The 'Dates' text box, will show you the
dates that are going to be used in the downloading.
Format text box:
[Y]: year, example: 2008
[Y2]: year,
example: 08
[M]: month, example: 01 or 10
[M2]: month, example: 1 (without
the 0) or 10
[D]: day, example: 01 or 22
[D2]: day, example: 1 (without
the 0) or 22
In 'Update Download Item' form, you can also
specify dates component within the URL.
Example for yahoo: http://ichart.finance.yahoo.com/table.csv?a=[2M2]&b=[2D2]&c=[2Y]&d=[M2]&e=[D2]&f=[Y]&g=d&ignore=.csv
Dates format are a little bit different here:
[Y], [Y2],
[M], [M2], [D], [D2] refers to start date, while [2Y], [2Y2], [2M], [2M2], [2D],
[2D2] refers to end date.
If
you have specified date components within URLs, a 'Start & End Dates' tab
will appears in the 'Download Data' form.

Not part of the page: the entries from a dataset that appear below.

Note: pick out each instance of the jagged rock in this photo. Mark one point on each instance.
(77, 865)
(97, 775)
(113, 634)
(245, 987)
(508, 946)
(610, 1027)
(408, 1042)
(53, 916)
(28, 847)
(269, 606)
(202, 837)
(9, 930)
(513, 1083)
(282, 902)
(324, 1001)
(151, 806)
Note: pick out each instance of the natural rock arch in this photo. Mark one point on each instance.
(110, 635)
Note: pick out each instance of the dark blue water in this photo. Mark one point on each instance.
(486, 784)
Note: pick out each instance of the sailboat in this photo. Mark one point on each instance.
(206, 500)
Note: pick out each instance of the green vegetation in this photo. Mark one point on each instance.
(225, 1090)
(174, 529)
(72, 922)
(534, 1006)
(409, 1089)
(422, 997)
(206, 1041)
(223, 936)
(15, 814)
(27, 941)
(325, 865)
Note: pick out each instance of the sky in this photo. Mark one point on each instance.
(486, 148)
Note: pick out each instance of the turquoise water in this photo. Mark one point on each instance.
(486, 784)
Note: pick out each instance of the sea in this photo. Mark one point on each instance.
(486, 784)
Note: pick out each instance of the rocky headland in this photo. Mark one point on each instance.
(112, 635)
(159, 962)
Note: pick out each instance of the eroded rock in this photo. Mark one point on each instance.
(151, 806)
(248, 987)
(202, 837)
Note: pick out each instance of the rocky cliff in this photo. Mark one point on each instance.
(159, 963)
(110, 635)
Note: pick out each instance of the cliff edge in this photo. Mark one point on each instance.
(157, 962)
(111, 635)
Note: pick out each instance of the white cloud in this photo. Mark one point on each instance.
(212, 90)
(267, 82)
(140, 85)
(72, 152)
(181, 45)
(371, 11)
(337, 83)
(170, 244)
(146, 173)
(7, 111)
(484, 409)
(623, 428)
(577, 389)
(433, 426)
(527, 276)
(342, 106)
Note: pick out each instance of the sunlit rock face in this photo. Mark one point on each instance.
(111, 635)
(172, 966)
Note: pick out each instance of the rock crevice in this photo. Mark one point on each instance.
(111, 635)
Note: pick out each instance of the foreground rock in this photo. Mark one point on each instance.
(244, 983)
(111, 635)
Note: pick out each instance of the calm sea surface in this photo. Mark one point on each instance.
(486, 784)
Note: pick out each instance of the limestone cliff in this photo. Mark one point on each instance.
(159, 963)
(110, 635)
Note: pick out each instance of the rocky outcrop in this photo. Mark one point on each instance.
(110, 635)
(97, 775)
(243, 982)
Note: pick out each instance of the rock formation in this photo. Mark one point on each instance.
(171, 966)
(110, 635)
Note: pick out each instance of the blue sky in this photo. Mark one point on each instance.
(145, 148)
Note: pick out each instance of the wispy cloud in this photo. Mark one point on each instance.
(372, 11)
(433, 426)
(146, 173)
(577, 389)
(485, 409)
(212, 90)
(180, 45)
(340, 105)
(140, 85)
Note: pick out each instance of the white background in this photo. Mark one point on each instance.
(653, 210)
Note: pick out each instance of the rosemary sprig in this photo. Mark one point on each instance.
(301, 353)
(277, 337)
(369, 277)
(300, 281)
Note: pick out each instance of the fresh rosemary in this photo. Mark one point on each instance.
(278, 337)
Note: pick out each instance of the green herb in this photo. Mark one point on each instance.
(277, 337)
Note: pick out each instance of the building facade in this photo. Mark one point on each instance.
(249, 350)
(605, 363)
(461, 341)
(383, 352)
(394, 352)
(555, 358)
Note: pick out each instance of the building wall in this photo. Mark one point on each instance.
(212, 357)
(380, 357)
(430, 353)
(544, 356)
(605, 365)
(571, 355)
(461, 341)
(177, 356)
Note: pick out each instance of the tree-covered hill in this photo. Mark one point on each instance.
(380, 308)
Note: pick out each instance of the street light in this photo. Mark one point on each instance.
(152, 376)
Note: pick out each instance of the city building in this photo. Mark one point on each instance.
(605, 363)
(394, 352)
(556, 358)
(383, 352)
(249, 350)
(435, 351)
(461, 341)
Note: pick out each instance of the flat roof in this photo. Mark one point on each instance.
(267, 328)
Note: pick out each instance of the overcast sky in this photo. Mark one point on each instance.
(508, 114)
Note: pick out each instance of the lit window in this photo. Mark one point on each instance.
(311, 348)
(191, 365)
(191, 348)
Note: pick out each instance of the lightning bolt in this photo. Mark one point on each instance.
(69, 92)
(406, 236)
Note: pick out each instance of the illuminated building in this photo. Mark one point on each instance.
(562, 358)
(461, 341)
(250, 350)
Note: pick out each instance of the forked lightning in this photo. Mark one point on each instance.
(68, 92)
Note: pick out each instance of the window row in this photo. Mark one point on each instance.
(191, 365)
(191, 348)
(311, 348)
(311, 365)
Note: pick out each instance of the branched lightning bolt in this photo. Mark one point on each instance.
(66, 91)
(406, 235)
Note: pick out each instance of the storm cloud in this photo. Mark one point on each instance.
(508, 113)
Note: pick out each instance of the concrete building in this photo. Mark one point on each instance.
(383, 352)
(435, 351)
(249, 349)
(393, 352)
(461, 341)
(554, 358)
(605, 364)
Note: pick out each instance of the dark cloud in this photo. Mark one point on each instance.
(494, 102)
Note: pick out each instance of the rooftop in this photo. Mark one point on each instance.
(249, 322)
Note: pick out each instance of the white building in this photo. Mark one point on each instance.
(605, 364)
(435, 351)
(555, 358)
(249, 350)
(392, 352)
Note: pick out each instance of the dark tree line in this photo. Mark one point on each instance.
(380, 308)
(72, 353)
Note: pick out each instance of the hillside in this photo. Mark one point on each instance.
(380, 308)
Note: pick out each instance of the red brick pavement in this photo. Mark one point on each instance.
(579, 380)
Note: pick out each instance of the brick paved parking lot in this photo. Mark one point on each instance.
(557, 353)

Select 'Last symbol data' to download only
missing quotes or data.
The database that will be used to get the last
downloaded date for a particular symbol can be set in the 'Download Settings'
form.
If you have specified a custom field in the
'Update Download Item' form, then a tab containing a text box will
appears.
Each line inside this text box corresponds to a value.
If you need to dynamically specify the URL to
download then you have to use the URL-Script to programmatically specify what
URLs or URLs paths to use.
A URL path is a sequence of URLs. It is used if
for example before loading a URL, the website requires that you load some other
pages, login...
A URL is added using the following
function:
Functions.AddURL
A URL path is added using the
following functions:
Functions.CreateURLPath: creates an URL
path.
AddURL: adds an URL to an URL
path.
Functions.AddURLPath: adds an URL path.
The
(Functions.Net) class contains different methods to download, extract
and parse HTML documents.
The engine will look for URLs specified in the URL-Script; it
downloads them and split the content using the parser settings. It then passes
the split content to the Pre-Script. This script allows you to modify the
provided data. Finally the content is parsed and before added to the quotes or
custom databases, it is passed to the Post-Script.